Im Laufe des Verfahrens hat der Kläger die Nebenkostenabrechnung für das Jahr 2009 bei dem Beklagten eingereicht. Hierauf hat der Beklagte dem Kläger für das Jahr 2009 weitere Nebenkosten gewährt und hierbei monatliche Nebenkosten in Höhe von 89,65 EUR sowie Heizkosten in Höhe von 52,125 EUR als angemessen berücksichtigt.

Hinsichtlich der weiteren Einzelheiten des Sach- und Streitstandes wird auf den Inhalt der Gerichtsakte sowie der beigezogenen Verwaltungsakte des Beklagten verwiesen. Der Inhalt dieser Akten war Gegenstand der mündlichen Verhandlung.

Entscheidungsgründe:

I. Die zulässige Klage ist teilweise begründet.

Der angefochtene Bescheid vom 16.09.2009 in Gestalt des Widerspruchsbescheides vom 27.04.2010 ist insoweit rechtswidrig und beschwert den Kläger in seinen Rechten gemäß § 54 Absatz 2 Satz 1 Sozialgerichtsgesetz (SGG) als der Beklagte hiermit für den Zeitraum vom 01.10.2009 bis 31.12.2009 Kosten der Unterkunft (ohne Heizkosten) lediglich in Höhe von 279,65 EUR (190,- EUR Kaltmiete zzgl. 89,65 EUR Nebenkosten) und nicht in Höhe von 321,20 EUR berücksichtigt hat. Der Beklagte hat es zu Unrecht abgelehnt, dem Kläger weitere Kosten der Unterkunft in Höhe von monatlich 41,55 EUR, mithin insgesamt in Höhe von 124,65 EUR, zu gewähren. Im Übrigen war die Ablehnung rechtmäßig.

1) Das beklagte Jobcenter ist gemäß § 70 Nr 1 SGG beteiligtenfähig. Der Beklagte steht insoweit einer juristischen Person des öffentlichen Rechts gleich. Bei dem Jobcenter (§ 6d SGB II idF des Gesetzes vom 3.8.2010, BGBl I 1112) handelt es sich um eine gemeinsame Einrichtung (§ 44b Absatz 1 Satz 1 SGB II i.d.F. des Gesetzes vom 3.8.2010, BGBl I 1112), die mit Wirkung vom 1.1.2011 kraft Gesetzes als (teil-) rechtsfähige öffentlich-rechtliche Gesellschaft sui generis entstanden ist. Die gemeinsame Einrichtung ist im Rahmen der gesetzlichen Aufgabenzuweisung Trägerin von Rechten und Pflichten und nimmt die Aufgaben der Träger wahr, indem sie insbesondere Verwaltungsakte und Widerspruchsbescheide erlässt (§ 44b Absatz 1 Satz 1 und 2 SGB II).
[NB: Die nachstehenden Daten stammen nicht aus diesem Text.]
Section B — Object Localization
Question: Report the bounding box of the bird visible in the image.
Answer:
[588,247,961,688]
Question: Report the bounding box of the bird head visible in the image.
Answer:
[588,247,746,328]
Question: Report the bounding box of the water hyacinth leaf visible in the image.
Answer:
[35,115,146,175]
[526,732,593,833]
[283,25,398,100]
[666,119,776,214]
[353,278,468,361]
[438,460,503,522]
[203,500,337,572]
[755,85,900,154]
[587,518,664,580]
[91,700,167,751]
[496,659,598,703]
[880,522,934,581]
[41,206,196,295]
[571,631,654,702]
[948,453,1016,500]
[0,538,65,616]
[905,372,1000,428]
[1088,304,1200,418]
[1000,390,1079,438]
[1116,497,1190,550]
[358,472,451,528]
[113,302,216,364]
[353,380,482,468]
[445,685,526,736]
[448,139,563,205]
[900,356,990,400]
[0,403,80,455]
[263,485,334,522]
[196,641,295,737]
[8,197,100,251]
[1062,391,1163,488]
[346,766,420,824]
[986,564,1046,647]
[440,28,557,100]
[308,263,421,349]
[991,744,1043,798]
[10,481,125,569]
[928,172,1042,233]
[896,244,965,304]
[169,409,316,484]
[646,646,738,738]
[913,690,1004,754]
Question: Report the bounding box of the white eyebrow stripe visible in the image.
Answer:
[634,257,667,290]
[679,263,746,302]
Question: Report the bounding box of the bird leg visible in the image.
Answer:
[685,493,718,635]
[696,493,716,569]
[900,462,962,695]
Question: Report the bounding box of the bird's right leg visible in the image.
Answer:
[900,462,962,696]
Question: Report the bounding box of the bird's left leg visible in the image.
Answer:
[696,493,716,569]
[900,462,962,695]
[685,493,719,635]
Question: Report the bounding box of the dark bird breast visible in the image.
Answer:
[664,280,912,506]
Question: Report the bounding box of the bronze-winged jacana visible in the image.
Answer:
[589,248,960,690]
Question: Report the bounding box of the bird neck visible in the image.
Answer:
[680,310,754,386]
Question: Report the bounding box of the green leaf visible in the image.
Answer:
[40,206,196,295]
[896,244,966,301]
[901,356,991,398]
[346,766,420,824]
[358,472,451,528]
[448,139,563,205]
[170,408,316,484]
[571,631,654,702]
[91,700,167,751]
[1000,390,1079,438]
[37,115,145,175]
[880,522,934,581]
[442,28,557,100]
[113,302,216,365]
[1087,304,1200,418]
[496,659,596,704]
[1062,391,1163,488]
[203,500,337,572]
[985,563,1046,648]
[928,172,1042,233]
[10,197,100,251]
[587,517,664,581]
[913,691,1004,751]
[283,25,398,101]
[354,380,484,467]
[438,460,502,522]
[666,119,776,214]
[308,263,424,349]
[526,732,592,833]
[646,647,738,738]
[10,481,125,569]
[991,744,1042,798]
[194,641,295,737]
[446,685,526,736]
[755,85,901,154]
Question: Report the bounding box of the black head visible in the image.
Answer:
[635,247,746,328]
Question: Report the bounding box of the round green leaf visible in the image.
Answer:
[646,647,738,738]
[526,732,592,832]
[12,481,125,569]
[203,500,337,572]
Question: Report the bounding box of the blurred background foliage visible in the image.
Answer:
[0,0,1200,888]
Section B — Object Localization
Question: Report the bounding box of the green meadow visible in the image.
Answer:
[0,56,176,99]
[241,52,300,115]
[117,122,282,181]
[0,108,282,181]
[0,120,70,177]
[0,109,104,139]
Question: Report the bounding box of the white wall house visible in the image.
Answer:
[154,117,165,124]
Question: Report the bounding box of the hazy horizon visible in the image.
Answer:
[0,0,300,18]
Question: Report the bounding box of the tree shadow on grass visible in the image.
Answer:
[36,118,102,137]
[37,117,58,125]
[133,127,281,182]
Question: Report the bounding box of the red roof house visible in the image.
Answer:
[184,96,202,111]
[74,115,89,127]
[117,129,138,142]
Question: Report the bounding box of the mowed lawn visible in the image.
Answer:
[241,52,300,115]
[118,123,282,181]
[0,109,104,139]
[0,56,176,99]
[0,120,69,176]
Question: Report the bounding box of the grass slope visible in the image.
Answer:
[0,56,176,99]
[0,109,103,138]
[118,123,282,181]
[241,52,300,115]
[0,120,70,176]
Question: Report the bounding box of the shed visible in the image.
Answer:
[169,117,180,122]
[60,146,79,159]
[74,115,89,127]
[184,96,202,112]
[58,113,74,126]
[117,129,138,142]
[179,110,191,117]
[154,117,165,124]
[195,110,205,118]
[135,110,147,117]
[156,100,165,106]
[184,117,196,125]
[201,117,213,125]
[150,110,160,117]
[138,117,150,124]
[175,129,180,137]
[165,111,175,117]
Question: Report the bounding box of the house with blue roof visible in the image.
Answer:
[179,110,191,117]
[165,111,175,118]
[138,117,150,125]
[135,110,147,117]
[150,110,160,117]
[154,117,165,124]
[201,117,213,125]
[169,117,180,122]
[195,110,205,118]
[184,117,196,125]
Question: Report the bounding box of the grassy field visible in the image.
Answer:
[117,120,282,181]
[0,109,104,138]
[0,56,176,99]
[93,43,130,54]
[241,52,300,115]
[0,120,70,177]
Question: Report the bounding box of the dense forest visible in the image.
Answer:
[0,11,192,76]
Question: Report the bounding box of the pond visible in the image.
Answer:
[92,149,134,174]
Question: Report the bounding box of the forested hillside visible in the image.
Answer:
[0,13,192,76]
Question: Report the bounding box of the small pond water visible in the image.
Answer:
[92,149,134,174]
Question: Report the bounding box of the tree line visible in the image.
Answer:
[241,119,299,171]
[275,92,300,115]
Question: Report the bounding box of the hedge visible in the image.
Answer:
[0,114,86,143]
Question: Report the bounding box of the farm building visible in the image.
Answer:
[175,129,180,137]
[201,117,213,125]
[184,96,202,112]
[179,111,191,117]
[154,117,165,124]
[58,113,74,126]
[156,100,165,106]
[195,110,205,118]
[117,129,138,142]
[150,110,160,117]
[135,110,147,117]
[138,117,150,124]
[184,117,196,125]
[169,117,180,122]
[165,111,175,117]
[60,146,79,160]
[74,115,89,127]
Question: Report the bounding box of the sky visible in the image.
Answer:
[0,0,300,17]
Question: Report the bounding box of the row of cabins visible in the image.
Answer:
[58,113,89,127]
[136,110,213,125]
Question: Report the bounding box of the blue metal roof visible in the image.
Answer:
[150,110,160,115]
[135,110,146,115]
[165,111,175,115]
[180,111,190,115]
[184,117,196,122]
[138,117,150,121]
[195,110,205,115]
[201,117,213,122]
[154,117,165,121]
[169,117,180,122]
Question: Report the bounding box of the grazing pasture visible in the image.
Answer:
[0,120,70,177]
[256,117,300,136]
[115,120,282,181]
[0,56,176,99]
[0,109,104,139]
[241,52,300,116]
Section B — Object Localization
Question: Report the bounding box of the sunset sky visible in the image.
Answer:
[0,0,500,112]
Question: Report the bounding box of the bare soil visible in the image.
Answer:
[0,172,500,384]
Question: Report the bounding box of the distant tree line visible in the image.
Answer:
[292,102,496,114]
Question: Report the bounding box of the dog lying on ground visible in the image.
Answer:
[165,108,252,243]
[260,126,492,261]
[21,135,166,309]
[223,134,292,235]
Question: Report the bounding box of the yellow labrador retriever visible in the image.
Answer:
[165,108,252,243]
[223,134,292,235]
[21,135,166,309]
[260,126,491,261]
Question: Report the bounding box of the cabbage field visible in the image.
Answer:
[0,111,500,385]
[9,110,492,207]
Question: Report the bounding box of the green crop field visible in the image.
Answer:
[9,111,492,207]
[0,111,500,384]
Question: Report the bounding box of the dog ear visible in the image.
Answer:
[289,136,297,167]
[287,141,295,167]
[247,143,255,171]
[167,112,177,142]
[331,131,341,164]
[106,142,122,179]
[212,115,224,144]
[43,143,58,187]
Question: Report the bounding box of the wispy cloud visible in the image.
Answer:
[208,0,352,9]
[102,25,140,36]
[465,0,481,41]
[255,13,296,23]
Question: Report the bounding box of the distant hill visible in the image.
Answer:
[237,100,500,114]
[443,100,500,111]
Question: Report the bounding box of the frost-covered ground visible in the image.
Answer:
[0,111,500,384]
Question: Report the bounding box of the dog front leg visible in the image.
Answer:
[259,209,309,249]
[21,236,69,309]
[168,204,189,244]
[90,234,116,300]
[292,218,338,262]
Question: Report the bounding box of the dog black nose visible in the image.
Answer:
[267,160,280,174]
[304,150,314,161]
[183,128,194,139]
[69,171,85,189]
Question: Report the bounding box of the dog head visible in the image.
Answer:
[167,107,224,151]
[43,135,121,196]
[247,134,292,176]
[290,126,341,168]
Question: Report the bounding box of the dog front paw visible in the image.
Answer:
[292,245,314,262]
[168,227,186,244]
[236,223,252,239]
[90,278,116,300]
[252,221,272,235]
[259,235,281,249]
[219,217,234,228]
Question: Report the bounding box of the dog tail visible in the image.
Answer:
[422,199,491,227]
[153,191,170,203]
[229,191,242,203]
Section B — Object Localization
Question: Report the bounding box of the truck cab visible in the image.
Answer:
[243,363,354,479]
Gemäß § 76 Absatz 3 Satz 1 SGB II tritt die gemeinsame Einrichtung als Rechtsnachfolger an die Stelle der bisherigen beklagten Arbeitsgemeinschaft (ARGE). Nach dieser Vorschrift tritt bei einem Wechsel der Trägerschaft oder der Organisationsform der zuständige Träger oder die zuständige Organisationsform an die Stelle des bisherigen Trägers oder der bisherigen Organisationsform; dies gilt insbesondere für laufende Verwaltungs- und Gerichtsverfahren. Das Passivrubrum war entsprechend von Amts wegen zu berichtigen (vgl.: BSG, Urteil vom 18.01.2011, Az.: B 4 AS 108/10 R).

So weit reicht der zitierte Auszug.